In our case, feduc and educ are related. The coefficient from this reduced form could be detecting the direct effects of feduc on wages as well as the indirect effects via educ.
If feduc was not related at all to wages, then the instrument likley wouldn’t be relevant.
Q5
Expand the IV by controlling for hours, IQ, and exper. What is the new ATE? What does the change in the ATE suggest about the new covariates?
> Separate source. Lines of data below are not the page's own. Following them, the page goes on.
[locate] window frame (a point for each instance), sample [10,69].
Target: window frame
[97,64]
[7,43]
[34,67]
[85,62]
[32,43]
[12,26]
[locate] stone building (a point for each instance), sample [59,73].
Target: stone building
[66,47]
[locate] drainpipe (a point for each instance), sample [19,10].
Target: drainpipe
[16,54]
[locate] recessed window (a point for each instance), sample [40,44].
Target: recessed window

iv2<-ivreg(lwage ~ educ + hours + IQ + exper | feduc + hours + IQ + exper, data = cleandata)summary(iv2, diagnostics =TRUE)
Call:
ivreg(formula = lwage ~ educ + hours + IQ + exper | feduc + hours +
IQ + exper, data = cleandata)
Residuals:
Min 1Q Median 3Q Max
-1.66289 -0.25809 0.01406 0.27684 1.35564
Coefficients:
Estimate Std. Error t value Pr(>|t|)
(Intercept) 4.632473 0.341076 13.582 < 2e-16 ***
educ 0.159562 0.036883 4.326 1.75e-05 ***
hours -0.006016 0.002277 -2.642 0.00845 **
IQ -0.001741 0.002828 -0.615 0.53846
exper 0.038821 0.007639 5.082 4.87e-07 ***
Diagnostic tests:
df1 df2 statistic p-value
Weak instruments 1 658 44.96 4.34e-11 ***
Wu-Hausman 1 657 9.46 0.00219 **
Sargan 0 NA NA NA
---
Signif. codes: 0 '***' 0.001 '**' 0.01 '*' 0.05 '.' 0.1 ' ' 1
Residual standard error: 0.4121 on 658 degrees of freedom
Multiple R-Squared: 0.006749, Adjusted R-squared: 0.000711
Wald test: 23.63 on 4 and 658 DF, p-value: < 2.2e-16
A:
The new ATE is .1595
This is quite a bit larger than the previous estimate of .1034
The change implies that the new covariates not only were relevant to wages but also related to education.
In the previous implementation, these confounders were omitted variables.
By explicitly controlling for these directions of confounding we are reducing the OVB, thereby sharpening the ATE estimate.